The TCR-T industrialization platform is another core technology platform independently developed by Huaxia Yingtai. A commonality between T cell receptor-engineered T cell technology (TCR-T) and chimeric antigen receptor T cell technology (CAR-T) is that both employ genetic engineering to enhance T cells' ability to recognize and attack specific cancer cell antigens. Generally, the primary mechanism of the body's immune self-defense involves recognizing mutated cell antigens and inducing T cells to bind with them, thereby eliminating the mutated cells. Theoretically, for any given gene mutation, there exists a specific TCR sequence capable of binding with the body's T cells. "The fundamental cause of tumorigenesis is the accumulation of gene mutations and the reduction in TCR diversity. TCR-T therapy can supplement T cells with mutation-specific TCRs, offsetting the limitation of CAR-T therapy, which targets only cell surface antigens. This approach fundamentally and effectively addresses the issues of recurrence and metastasis in advanced-stage cancer," stated Dr. Zhao Xueqiang.

 

Nevertheless, the industrialization of TCR-T therapy still faces certain bottlenecks. TCR-recognized antigens must be presented by HLA molecules; however, there is a wide variety of HLA types in the human population, and antigen expression varies among individuals. Therefore, it is necessary to establish either a large-scale TCR library or an industrialized platform capable of screening for patient-specific TCRs. Huaxia Yingtai has already built an industrialized platform for high-throughput TCR acquisition, which includes an antigen epitope identification platform, a “tetramer platform” covering HLA typing for over 95% of the population, and a TCR screening and clone identification platform.
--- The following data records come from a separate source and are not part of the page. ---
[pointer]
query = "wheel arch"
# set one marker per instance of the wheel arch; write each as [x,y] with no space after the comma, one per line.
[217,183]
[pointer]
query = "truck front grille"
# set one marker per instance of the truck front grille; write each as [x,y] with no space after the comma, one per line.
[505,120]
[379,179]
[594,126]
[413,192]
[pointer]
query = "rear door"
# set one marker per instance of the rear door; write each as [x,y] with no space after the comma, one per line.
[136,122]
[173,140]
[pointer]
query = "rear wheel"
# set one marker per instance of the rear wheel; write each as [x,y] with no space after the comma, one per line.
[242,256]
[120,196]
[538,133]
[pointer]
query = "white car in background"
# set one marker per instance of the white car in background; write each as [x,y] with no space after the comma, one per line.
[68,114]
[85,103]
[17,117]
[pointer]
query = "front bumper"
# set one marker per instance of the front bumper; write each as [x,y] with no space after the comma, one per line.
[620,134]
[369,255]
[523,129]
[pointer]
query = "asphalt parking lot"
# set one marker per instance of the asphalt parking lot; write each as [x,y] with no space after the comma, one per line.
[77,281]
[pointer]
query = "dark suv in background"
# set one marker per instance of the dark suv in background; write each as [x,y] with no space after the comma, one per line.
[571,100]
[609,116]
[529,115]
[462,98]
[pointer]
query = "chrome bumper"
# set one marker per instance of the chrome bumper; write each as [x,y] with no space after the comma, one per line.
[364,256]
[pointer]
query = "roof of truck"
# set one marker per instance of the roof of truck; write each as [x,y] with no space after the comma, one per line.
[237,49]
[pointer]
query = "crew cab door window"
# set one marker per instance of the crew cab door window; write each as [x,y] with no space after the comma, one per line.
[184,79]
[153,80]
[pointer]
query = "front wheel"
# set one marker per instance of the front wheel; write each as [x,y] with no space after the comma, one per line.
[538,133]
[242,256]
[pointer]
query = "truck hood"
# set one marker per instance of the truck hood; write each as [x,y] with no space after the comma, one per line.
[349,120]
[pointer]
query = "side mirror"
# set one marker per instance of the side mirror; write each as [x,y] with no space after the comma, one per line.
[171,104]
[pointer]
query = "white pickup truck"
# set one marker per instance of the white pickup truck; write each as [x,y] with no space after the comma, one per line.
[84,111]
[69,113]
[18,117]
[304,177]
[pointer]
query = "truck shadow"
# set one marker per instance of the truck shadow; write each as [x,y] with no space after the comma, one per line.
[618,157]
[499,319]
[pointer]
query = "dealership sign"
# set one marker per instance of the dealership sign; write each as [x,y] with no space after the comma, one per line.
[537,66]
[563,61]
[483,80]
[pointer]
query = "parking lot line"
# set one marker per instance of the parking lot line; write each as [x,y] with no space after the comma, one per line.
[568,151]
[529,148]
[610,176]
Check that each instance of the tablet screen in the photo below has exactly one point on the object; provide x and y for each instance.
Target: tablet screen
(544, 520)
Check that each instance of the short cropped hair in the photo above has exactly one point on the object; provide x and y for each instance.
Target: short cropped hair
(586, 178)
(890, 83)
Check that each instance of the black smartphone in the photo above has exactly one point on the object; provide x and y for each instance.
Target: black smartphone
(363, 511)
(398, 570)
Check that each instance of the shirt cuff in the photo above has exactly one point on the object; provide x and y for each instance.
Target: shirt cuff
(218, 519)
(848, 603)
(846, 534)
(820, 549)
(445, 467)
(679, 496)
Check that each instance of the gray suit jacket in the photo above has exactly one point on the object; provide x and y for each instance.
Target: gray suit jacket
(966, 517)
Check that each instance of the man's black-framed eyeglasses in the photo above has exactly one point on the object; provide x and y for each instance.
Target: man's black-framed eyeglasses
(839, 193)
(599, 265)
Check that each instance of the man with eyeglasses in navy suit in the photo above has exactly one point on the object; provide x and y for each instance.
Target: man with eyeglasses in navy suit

In terms of target selection, Huaxia Yingtai utilizes viral targets to discover effective TCR sequences. “Viruses are exogenous, highly immunogenic, and most viral antigen epitopes are already known, making it easier to identify effective TCR sequences without the need for affinity optimization and avoiding off-target effects,” stated Dr. Zhao Xueqiang. Currently, this platform has screened out more than 100 experimentally validated TCR sequences with confirmed functionality.

 

In the therapeutic application of TCR-T cells for diseases associated with defined antigen epitopes (including viral antigens), a library of TCRs with verified functionality across diverse HLA types has been established. Upon patient enrollment, only HLA typing is required, and the corresponding TCR sequence can be selected from the library for treatment. Leveraging its core STAR-T and TCR-T platforms, Huaxia Yingtai is collaborating with Daopei Hospital, Fujian Provincial Cancer Hospital, Tsinghua University Changgung Hospital, and Peking University Cancer Hospital, among others, to conduct more than 10 registered “First-in-human” clinical studies. The company expects to submit the Investigational New Drug (IND) application for its first dual-target STAR-T project by the end of 2020.



技术平台600.jpg

TCR-T and STAR-T Dual Technology Platforms

 

It is reported that Huaxia Yingtai will launch a new round of financing in the second half of 2020. The company is also actively seeking strategic collaborations with top-tier international pharmaceutical companies through license-out agreements or co-development models to jointly advance the product development of its TCR-T and STAR-T pipelines.